I know the people behind Measure D are well-meaning. They want people to make healthy choices and engage in healthy lifestyles. Perhaps they believe that the money raised from Measure D can be used effectively on programs that encourage lifestyle changes. I’m less confident.
Like it or not, people are going to eat foods and drink beverages that aren’t healthy. Maybe they do it some of the time, maybe they do it all of the time. I think it’s their business and not mine what they purchase.
In Berkeley we have a culture that encourages people to live their lives they way they want to live them. Be with the person you want to be with. Be yourself. Be open-minded and don’t judge other’s lifestyles. Are we now imposing conditions on personal freedom? Are we telling people we won’t judge, as long as they eat and drink what we approve?

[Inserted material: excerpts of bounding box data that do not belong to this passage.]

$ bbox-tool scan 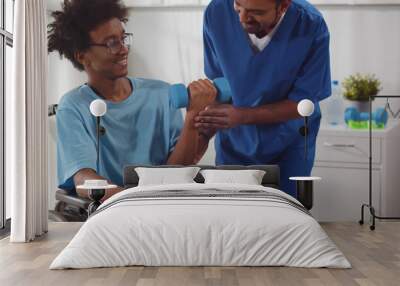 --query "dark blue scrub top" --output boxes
[203,0,331,165]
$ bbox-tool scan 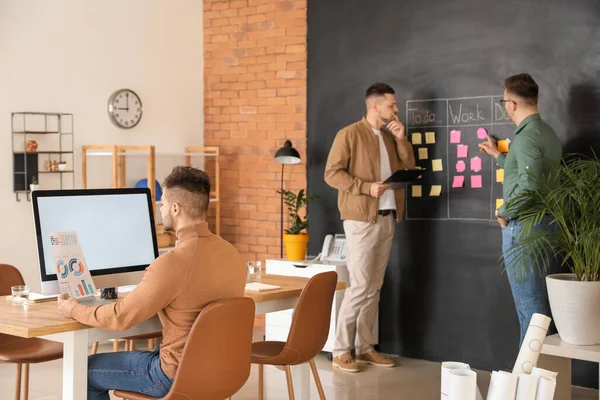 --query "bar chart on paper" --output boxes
[406,95,514,220]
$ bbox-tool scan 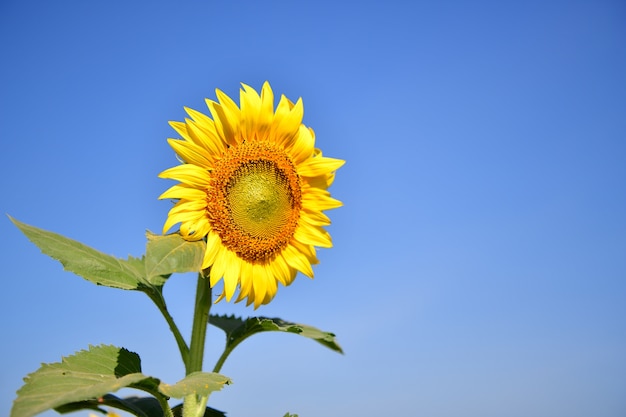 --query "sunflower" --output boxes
[159,82,345,309]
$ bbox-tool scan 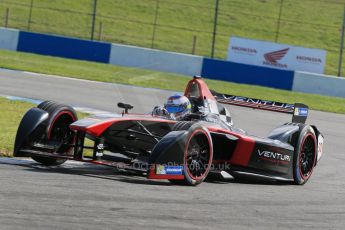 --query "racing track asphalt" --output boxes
[0,70,345,230]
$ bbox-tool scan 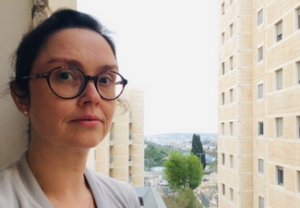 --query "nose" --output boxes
[79,79,102,105]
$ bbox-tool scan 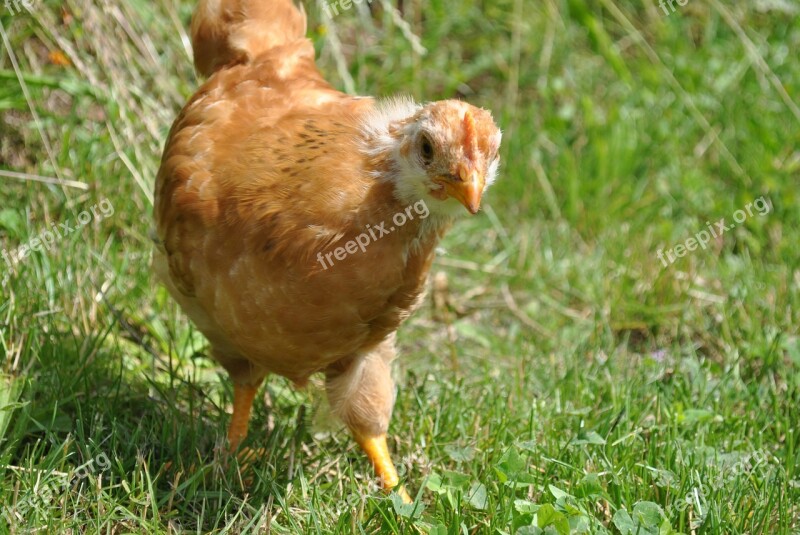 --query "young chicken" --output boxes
[153,0,501,500]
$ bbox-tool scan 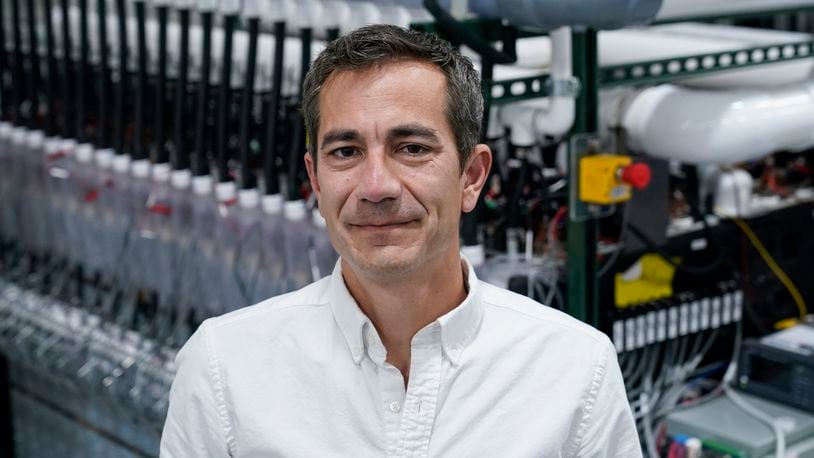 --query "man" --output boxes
[161,26,641,457]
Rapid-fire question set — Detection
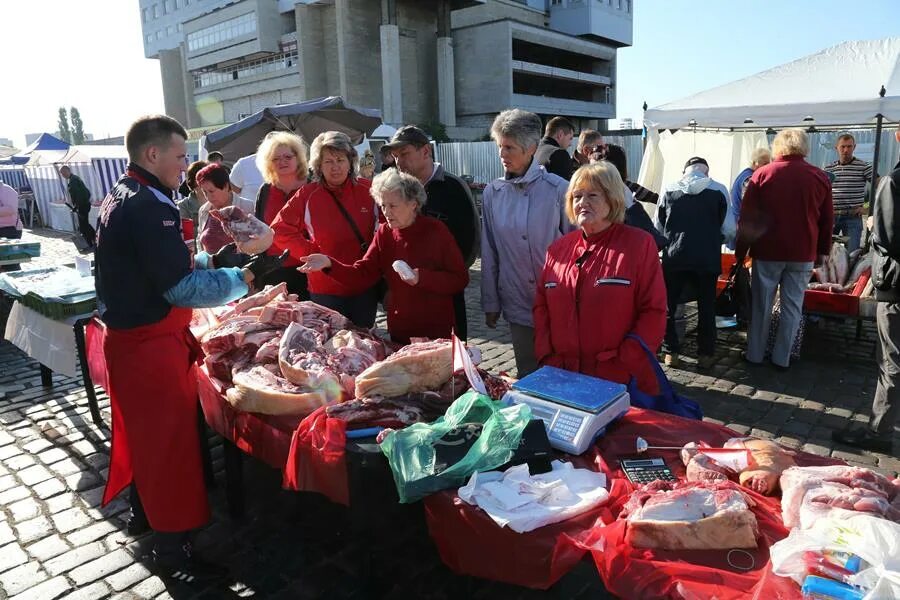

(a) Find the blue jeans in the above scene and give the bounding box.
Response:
[834,215,862,252]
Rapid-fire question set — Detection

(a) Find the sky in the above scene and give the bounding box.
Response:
[0,0,900,148]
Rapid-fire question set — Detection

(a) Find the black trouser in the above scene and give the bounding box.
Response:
[453,292,469,341]
[76,210,97,246]
[663,267,719,356]
[869,302,900,435]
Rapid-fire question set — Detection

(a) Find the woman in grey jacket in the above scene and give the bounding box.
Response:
[481,109,573,378]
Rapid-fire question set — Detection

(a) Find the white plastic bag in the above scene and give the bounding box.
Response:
[769,511,900,600]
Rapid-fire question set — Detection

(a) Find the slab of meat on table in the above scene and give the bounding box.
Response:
[325,396,425,429]
[781,465,900,529]
[225,365,337,415]
[219,282,288,322]
[209,206,275,254]
[201,317,277,354]
[356,340,453,398]
[620,481,759,550]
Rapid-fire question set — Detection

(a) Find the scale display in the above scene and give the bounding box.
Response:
[503,367,630,454]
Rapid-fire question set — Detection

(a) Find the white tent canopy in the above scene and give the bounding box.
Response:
[644,37,900,129]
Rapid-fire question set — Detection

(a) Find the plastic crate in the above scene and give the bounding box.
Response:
[19,292,97,321]
[0,240,41,260]
[803,290,859,317]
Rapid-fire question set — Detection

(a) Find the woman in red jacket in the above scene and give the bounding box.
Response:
[300,169,469,344]
[272,131,378,327]
[534,162,666,394]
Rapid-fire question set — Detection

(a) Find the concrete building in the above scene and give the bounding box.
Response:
[139,0,632,139]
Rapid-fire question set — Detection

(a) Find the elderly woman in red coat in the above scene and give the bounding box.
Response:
[534,162,666,394]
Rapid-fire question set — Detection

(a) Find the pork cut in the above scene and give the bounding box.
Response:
[781,465,900,529]
[225,365,338,415]
[356,339,453,398]
[620,481,759,550]
[209,205,275,254]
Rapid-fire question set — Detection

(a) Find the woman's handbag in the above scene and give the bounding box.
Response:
[625,333,703,421]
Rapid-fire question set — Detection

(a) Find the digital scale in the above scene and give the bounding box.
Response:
[619,456,678,485]
[502,367,631,454]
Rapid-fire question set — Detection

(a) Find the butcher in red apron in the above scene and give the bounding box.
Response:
[95,116,279,583]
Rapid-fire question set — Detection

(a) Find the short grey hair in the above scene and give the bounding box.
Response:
[309,131,359,179]
[369,169,427,213]
[491,108,544,150]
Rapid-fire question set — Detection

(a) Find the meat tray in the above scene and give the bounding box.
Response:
[0,239,41,260]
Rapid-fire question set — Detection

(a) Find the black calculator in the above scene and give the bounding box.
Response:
[619,457,678,485]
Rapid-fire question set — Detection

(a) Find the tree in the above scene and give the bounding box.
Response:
[57,106,72,144]
[69,106,84,144]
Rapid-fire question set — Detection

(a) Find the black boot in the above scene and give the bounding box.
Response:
[126,483,150,537]
[153,532,228,585]
[831,427,894,454]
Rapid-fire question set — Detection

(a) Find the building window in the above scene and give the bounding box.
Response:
[191,46,297,89]
[187,13,256,52]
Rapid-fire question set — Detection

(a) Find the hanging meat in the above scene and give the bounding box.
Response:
[209,205,275,254]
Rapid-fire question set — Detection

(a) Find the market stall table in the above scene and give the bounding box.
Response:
[4,300,106,429]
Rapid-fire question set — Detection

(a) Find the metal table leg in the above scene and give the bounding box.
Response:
[222,439,244,519]
[72,319,107,429]
[41,364,53,387]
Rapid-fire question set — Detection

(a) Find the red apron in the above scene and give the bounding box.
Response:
[103,307,209,532]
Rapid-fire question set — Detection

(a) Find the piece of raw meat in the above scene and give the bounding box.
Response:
[219,282,287,322]
[356,340,453,398]
[278,323,339,389]
[253,334,281,364]
[225,365,339,415]
[781,465,900,529]
[325,397,424,429]
[201,317,272,354]
[724,438,794,496]
[620,481,759,550]
[209,206,275,254]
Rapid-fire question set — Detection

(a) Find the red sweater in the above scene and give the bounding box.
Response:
[534,224,666,394]
[272,179,378,296]
[735,156,834,262]
[323,215,469,344]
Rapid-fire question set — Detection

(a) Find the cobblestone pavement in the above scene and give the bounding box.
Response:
[0,231,900,600]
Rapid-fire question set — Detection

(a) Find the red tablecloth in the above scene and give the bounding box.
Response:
[425,408,841,598]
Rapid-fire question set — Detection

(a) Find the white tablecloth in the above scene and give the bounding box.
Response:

Should we have a panel of experts in Berkeley approve of everything we eat and drink? Is Mr. Capitelli uniquely qualified to approve our meal choices? It makes me wonder what’s on his plate and whether we should collectively approve of everything he eats and drinks – or does in his personal life.
There are good arguments for and against Measure D. But I’m voting NO because it not only insults our intelligence for the choices we make for ourselves and our families, but also draws into question the commitment the City Council has for Berkeley residents that this tax would hit the hardest.